La non violenza e il linguaggio Giraffa (M.B.Rosemberg)


Rosemberg esplora la modalità dei rapporti tra le persone nella dinamica del dare e dell’avere e conduce a una profonda riflessione sui nostri comportamenti dettati dal cuore, la giraffa, o dalla testa, lo sciacallo.

L’ideale è quando non si capisce bene chi dà e chi riceve: la mamma che prepara la colazione al figlio e il figlio che sta in sua compagnia; una situazione in cui le persone coinvolte provano piacere nello scambio, ma spesso non è così, per ottenere qualcosa si fa leva sul senso di colpa, il ricatto, la vergogna, e quindi come si può fare per non sentirsi male con se stessi e non far sentire male gli altri?

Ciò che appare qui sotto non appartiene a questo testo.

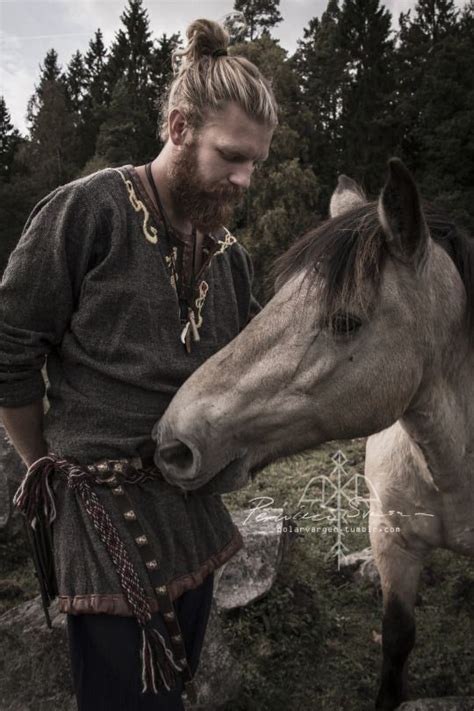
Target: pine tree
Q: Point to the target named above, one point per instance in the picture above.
(282, 200)
(131, 51)
(97, 97)
(369, 132)
(261, 15)
(320, 65)
(9, 140)
(50, 71)
(53, 130)
(439, 141)
(130, 63)
(76, 82)
(95, 62)
(118, 141)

Rosemberg consiglia di indossare le orecchie da giraffa e sperimentare il linguaggio del cuore.

Impresa difficilissima per chi ha ricevuto l’insegnamento del linguaggio sciacallo!


La giraffa osserva, lo sciacallo giudica.


Chi ragiona da sciacallo pensa in termini di premi e punizioni, chi da giraffa pensa : 

Come stai? Come stiamo? Cosa ti renderebbe la vita più bella? Come possiamo rendere la vita più bella?

Nel linguaggio giraffa parliamo dei nostri sentimenti, delle nostre sensazioni e dei nostri bisogni.

Impariamo a far danzare la giraffa che è in noi e a non fare ululare lo sciacallo che è ugualmente in noi.

Essere giraffa non vuol dire fare tutto quello che ti chiedono, ma essere disponibili ed aperti a intendere i bisogni dell’altro, è non fare confusione tra quello che si osserva e quello che si pensa, è anche cercare di dire all’altro che cosa fa che non ci piace senza insultare.


Giraffa: “ Mi sento in questo modo perché io ...

Sciacallo: “ Mi sento in questo modo perché tu...


La giraffa non pretende, ma chiede in base a un bisogno.

La giraffa dice come sta e che cosa vorrebbe, poi sentirà come sta l’altra persona e che cosa vorrebbe, capite bene che siamo stati educati a tutt’altro e che sembra fantascienza!

Ma non demoralizziamoci, se si è consapevoli che può esserci un’altra via, non violenta, il cammino è iniziato.